Lost Highway: The Citron County Dinosaur Exhibit

 

On the edge of the quarantine zone stands a deserted area resembling some kind of bizarre post-apocalyptic mishmash of Stone Age and Jet Age: The Citron County Dinosaur Exhibit. Dominated by enormous concrete dinosaurs (including a headless brontosaurus, a tyrannosaurus rex with shiny steel spikes where its plaster teeth used to be, a sagging tower with a drooping pteranodon on it, etc.) and partially destroyed futuristic domes, spires and swooping roofs and arches, the whole thing used to be a faded family attraction. Long abandoned, the Citron County Dinosaur Exhibit is now rumored to be a nesting and meeting place for criminals, homeless people, supernatural creatures and… something else.

 

A local hippie commune calling itself the Stegosaurus Love Farm was established there between the years 1968 and 1976, devolving from a life of free love and shared subsistence farming to cultivating cannabis and cooking up LSD to sell on the black market. As the gentler, more easygoing people left the commune and only a hard core of freaks remained, things got weirder and weirder—paranoia, insularity, sexual obsession and mental illness set in. An experimental hallucinogen was whipped up in the commune’s trailer laboratory that was said to have fried the last two families’ brains, and incest, insanity and several murders followed. The horrors of the Love Farm commune were a brief local scandal in the early 1980s, thought of as a last gasp of the collapse of the counterculture, and then soon forgotten.

 

But were they really over?

 

Anecdotal claims were made that the police hadn’t actually cleared out the final commune residents, and that other… persons… had joined them in the aftermath of the Love Farm murders. There were stories that said that they were a filthy, psychotic, increasingly inbred rabble that did anything they could to survive.
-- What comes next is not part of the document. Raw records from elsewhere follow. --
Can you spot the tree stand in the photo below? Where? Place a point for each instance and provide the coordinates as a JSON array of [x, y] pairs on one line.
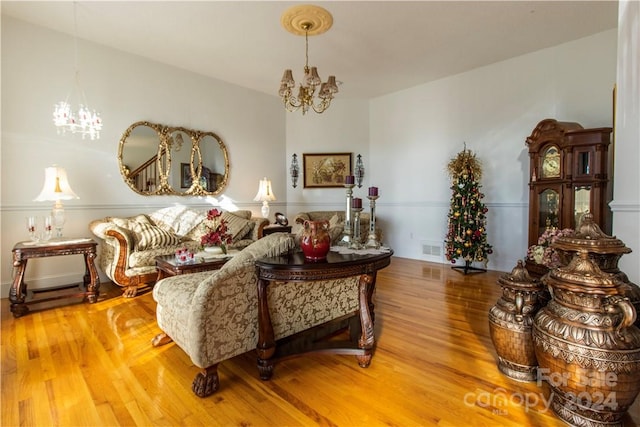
[[468, 269]]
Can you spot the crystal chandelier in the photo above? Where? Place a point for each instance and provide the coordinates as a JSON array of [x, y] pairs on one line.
[[84, 121], [307, 19]]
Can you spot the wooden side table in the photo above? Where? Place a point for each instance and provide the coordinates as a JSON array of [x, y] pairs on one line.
[[89, 290], [276, 228], [295, 268]]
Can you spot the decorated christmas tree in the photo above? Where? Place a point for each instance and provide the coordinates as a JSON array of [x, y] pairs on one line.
[[467, 232]]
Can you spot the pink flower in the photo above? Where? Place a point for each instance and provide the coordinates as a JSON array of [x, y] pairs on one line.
[[543, 253], [216, 231]]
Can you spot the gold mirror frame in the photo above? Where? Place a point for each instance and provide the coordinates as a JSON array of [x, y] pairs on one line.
[[205, 171]]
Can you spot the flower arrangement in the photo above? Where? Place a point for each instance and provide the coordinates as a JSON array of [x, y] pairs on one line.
[[543, 253], [216, 231]]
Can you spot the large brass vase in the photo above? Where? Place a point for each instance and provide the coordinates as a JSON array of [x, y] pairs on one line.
[[511, 322], [587, 346], [604, 250]]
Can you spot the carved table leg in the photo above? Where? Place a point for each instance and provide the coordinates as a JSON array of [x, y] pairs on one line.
[[91, 275], [18, 288], [206, 382], [266, 343], [367, 339]]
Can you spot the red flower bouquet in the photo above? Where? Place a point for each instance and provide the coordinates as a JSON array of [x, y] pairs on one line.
[[216, 231]]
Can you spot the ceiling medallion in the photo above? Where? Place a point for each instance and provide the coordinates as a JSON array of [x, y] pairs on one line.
[[307, 20]]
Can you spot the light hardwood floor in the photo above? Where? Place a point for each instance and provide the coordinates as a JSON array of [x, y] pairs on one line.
[[434, 364]]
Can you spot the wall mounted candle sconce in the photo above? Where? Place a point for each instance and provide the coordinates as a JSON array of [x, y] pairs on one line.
[[294, 170], [359, 171]]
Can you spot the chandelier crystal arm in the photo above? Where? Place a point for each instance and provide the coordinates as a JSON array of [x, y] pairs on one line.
[[299, 20], [83, 120]]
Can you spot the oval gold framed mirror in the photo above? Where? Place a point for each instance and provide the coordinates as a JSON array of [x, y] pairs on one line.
[[155, 159]]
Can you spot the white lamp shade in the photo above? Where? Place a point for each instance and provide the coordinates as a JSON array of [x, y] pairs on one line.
[[265, 194], [56, 186]]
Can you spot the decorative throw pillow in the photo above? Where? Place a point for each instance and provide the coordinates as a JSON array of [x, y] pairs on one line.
[[150, 236], [243, 213], [179, 219], [238, 226]]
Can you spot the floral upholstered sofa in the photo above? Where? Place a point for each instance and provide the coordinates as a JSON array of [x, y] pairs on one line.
[[213, 316], [128, 246]]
If they really existed, then they clung to existence among normal society for 20-plus years, skulking in the darkness. And then the BioDisaster came along.

 

All of the Little Jamestown district—now called “Lost Highway”—was quarantined in the aftermath of the BioDisaster. Strange mutagens and unknown viral diseases were supposed to have swept through the area, including the site of the Love Farm Family commune. Did anyone—or anything—survive?

 

The word is that if you go around the Citron County Dinosaur Exhibit by night in search of some cool artifacts of the old tourist attraction, you’ll find out.